Shannon seems to feel acutely the old adage, ‘there but for the grace of God…’
Despite such darkness, the narrative does also have lighter moments. There are wonderfully funny descriptions of toys, rituals and games she plays with her step sister. Here she is on her tenth birthday, relating one of her gifts, a French knitting kit:
French knitting sounds like something I should do. It’s solitary, something for crazy people, weird people, people with too much time on their hands…
French knitting is simple to learn: just follow the instructions and wrap brightly. Coloured yarn around the metal guides crowning Madame Knitting Guide’s head.
WARNING – CHOKING HAZARD
Small Parts
Not for Children under 3 yrs.What instructions? Madame Knitting Guide? Are they kidding?

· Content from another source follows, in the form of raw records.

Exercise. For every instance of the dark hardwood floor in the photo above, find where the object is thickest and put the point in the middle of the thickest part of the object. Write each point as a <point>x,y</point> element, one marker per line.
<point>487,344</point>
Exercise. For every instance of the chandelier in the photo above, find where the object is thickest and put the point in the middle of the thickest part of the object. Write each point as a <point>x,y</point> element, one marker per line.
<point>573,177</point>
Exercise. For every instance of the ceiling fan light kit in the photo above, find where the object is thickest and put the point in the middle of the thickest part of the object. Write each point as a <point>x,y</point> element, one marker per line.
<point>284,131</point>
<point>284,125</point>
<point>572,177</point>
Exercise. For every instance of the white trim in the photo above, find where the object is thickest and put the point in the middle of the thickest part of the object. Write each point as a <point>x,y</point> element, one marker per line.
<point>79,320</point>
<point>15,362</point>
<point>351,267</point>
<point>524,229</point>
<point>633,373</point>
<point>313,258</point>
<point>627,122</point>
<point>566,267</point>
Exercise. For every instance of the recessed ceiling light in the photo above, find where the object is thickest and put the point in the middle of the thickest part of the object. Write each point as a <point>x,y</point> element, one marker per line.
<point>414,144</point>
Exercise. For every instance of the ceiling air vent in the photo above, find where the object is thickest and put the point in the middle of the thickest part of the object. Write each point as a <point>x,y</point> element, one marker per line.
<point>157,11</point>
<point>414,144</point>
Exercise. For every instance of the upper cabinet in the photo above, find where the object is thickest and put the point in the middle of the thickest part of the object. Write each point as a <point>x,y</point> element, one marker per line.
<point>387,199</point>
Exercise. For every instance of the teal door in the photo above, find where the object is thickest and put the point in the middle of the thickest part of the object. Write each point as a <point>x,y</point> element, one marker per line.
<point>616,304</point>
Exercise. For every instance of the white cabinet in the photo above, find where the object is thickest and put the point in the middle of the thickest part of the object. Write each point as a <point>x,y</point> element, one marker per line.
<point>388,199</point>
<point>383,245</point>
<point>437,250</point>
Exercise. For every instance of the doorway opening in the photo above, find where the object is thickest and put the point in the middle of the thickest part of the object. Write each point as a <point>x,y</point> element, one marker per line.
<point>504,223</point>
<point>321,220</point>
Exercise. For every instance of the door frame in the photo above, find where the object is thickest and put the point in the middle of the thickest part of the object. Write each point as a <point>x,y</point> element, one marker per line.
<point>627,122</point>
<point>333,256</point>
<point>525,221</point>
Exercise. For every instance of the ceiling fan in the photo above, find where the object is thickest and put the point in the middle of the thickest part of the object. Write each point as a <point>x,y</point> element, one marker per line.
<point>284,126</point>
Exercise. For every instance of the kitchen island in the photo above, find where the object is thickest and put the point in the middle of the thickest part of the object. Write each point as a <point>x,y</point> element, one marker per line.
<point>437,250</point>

Already, her responses to children’s toys are tinged with a premature adult cynicism. Celona tracks Shannon’s transition from bewildered child to rebellious adopted teenager. But gradually, as Shannon gains a greater sense of security from her adoptive family, her emotional wounds begin to heal and she is able to take more control of her own future.
As Shannon’s narrative gains stability, the narrative of Yula, her mother, unfolds in a series of cataclysmic events within her family, reaching the intense pitch that Celona has built with unerring restraint, holding back the denouement until its impact can be felt at its keenest by the reader.
Y is an unusual bildungsroman, told with compassion and a deep intuition of broken childhood and the possibility of redemption.